Home/On-Call Cost/Two-Tier Cost

ROTATION ECONOMICS

Primary + Escalation On-Call: 2-Tier Cost vs Single-Tier 2026

Updated June 2026. Sources: Google SRE Book Chapter 11 (Being On-Call), public PagerDuty and incident.io case studies.

The Division of Labour

Two-tier on-call splits incident response across two distinct rotations with different responsibilities. Tier-1, the primary on-call, takes every page first. The primary's job is to assess the page, execute documented runbook steps for known classes, and mitigate the routine 80 percent of incidents without escalation. Tier-2, variously named escalation rotation, secondary on-call, or senior on-call, is paged only when the primary cannot mitigate within a defined window (typically 15 to 30 minutes for Sev-1 incidents).

The model is described in less detail in Google SRE Book Chapter 11 than the follow-the-sun pattern, but is widely adopted in practice. The structural value comes from spreading the deep-knowledge cognitive burden across fewer engineers (the tier-2 pool) while preserving fast first response from a wider engineer rotation (the tier-1 pool).
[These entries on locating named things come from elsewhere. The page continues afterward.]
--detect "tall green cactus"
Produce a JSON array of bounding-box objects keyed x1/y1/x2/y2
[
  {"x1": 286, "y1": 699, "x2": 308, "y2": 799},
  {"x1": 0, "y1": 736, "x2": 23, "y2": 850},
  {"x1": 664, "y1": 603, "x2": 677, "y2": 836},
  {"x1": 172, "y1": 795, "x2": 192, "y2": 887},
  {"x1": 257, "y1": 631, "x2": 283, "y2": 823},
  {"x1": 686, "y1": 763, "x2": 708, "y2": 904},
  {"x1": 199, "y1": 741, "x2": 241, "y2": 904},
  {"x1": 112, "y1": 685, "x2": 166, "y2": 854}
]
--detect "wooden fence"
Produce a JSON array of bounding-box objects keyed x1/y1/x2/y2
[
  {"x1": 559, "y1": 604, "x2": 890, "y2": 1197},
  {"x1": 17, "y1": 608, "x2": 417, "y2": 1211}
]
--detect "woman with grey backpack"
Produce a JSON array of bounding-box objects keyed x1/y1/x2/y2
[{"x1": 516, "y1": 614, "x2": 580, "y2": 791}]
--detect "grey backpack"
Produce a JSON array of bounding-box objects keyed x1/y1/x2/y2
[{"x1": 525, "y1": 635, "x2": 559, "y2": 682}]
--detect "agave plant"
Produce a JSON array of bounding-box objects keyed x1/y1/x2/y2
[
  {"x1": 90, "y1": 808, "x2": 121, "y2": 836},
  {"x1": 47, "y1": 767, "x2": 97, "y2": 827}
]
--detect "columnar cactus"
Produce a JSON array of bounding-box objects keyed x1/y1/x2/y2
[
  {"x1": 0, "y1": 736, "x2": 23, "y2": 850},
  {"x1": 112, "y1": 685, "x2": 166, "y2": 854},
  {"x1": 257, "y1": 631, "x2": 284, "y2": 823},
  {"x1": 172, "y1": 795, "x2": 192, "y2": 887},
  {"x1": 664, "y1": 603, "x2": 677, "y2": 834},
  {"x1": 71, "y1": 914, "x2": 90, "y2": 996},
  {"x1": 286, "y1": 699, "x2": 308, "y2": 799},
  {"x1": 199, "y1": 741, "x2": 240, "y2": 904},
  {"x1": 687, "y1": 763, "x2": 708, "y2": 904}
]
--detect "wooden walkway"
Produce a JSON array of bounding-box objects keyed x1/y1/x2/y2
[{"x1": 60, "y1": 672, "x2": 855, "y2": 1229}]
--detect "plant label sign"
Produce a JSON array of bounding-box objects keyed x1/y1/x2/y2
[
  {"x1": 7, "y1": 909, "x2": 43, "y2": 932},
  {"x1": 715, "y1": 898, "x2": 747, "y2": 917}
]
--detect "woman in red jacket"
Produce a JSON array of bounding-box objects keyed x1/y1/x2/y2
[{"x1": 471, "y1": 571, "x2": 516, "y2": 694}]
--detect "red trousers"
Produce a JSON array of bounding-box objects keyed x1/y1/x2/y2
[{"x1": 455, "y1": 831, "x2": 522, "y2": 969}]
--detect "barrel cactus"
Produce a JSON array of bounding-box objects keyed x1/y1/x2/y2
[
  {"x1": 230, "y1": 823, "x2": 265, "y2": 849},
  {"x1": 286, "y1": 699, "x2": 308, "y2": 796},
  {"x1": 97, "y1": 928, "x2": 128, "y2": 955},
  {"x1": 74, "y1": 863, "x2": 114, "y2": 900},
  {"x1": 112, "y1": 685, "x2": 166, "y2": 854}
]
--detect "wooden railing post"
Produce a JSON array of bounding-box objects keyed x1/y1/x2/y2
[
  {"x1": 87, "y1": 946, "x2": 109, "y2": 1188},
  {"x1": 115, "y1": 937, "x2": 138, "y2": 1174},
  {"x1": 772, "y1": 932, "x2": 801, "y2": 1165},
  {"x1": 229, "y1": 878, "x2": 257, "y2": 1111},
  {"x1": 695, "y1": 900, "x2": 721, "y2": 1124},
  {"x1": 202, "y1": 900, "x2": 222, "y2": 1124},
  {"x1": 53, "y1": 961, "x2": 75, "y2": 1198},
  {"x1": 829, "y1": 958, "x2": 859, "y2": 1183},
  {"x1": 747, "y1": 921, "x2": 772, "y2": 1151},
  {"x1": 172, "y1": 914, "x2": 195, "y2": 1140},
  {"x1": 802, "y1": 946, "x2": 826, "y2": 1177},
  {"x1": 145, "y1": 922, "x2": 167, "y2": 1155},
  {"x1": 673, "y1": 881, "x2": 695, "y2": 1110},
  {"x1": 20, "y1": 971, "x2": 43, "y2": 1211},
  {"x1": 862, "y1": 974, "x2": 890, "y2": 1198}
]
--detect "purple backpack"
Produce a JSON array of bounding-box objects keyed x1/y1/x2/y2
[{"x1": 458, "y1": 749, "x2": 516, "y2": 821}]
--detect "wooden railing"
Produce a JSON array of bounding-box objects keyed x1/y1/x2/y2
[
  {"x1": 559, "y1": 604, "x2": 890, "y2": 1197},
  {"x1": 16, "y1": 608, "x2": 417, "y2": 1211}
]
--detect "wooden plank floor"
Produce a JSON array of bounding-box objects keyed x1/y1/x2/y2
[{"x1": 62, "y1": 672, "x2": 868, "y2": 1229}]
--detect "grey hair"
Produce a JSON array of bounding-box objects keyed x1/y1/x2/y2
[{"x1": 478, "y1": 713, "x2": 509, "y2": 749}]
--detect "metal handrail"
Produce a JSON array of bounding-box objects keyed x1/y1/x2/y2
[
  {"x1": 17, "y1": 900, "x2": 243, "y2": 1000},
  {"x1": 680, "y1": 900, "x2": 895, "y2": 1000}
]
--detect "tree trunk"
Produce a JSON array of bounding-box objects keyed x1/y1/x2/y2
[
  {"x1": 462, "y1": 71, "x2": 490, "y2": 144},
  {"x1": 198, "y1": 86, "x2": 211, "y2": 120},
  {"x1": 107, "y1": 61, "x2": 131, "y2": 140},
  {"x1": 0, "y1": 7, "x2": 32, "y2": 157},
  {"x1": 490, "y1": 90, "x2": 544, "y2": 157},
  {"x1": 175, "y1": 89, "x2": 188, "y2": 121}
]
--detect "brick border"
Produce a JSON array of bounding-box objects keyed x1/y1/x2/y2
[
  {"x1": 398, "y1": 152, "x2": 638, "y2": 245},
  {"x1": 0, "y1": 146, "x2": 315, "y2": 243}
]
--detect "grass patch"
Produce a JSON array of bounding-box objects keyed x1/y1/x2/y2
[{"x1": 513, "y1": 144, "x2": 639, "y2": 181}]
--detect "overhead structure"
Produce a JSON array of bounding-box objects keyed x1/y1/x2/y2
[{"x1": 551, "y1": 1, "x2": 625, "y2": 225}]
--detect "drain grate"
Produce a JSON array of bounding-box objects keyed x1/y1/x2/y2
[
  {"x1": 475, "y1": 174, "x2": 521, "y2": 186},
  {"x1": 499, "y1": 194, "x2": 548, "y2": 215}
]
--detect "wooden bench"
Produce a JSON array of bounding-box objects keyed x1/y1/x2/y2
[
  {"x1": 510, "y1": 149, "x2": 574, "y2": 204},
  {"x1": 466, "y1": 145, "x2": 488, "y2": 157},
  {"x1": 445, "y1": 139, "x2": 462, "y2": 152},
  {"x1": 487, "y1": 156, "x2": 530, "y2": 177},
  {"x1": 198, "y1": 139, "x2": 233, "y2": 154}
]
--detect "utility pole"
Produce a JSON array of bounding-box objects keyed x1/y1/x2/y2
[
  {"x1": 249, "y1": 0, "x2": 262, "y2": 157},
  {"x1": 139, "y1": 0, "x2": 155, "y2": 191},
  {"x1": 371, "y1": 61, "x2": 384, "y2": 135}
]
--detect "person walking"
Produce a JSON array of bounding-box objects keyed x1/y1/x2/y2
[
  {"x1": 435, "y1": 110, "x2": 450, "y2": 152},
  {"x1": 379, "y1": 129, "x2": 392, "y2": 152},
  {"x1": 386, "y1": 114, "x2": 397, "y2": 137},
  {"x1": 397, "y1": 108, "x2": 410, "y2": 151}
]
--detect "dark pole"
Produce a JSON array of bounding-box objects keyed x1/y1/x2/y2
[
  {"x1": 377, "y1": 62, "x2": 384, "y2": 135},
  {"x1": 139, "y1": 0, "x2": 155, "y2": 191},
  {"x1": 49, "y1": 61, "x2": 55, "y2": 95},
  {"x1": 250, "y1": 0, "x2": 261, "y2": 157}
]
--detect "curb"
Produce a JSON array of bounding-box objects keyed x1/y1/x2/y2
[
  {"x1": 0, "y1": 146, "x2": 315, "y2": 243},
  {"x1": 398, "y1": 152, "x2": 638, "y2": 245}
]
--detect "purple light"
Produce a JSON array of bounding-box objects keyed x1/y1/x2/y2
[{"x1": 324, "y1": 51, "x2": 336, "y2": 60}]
It is also the natural pattern when an SRE team has a mix of senior and intermediate engineers and the seniors are too few to staff a primary rotation alone.

A common variation is a primary plus named-escalation model, where the escalation engineer is not on a rotation but is a single named person who is always reachable. This is structurally fragile (the named person becomes a permanent solo on-call from the escalation side) and should be treated as an interim arrangement, not a target state.

Page Propagation Rates

The fraction of tier-1 pages that escalate to tier-2 is the key operational metric for evaluating two-tier on-call. From public engineering blog write-ups and a small sample of operations data shared in conference talks (SREcon, DevOps Enterprise Summit), realistic ranges are as follows. Mature operations with strong runbook coverage and well-tuned alerts: 5 to 15 percent escalation rate. Typical operations: 15 to 30 percent escalation rate. Less mature operations with weak runbook coverage or noisy alerting: 30 to 60 percent escalation rate.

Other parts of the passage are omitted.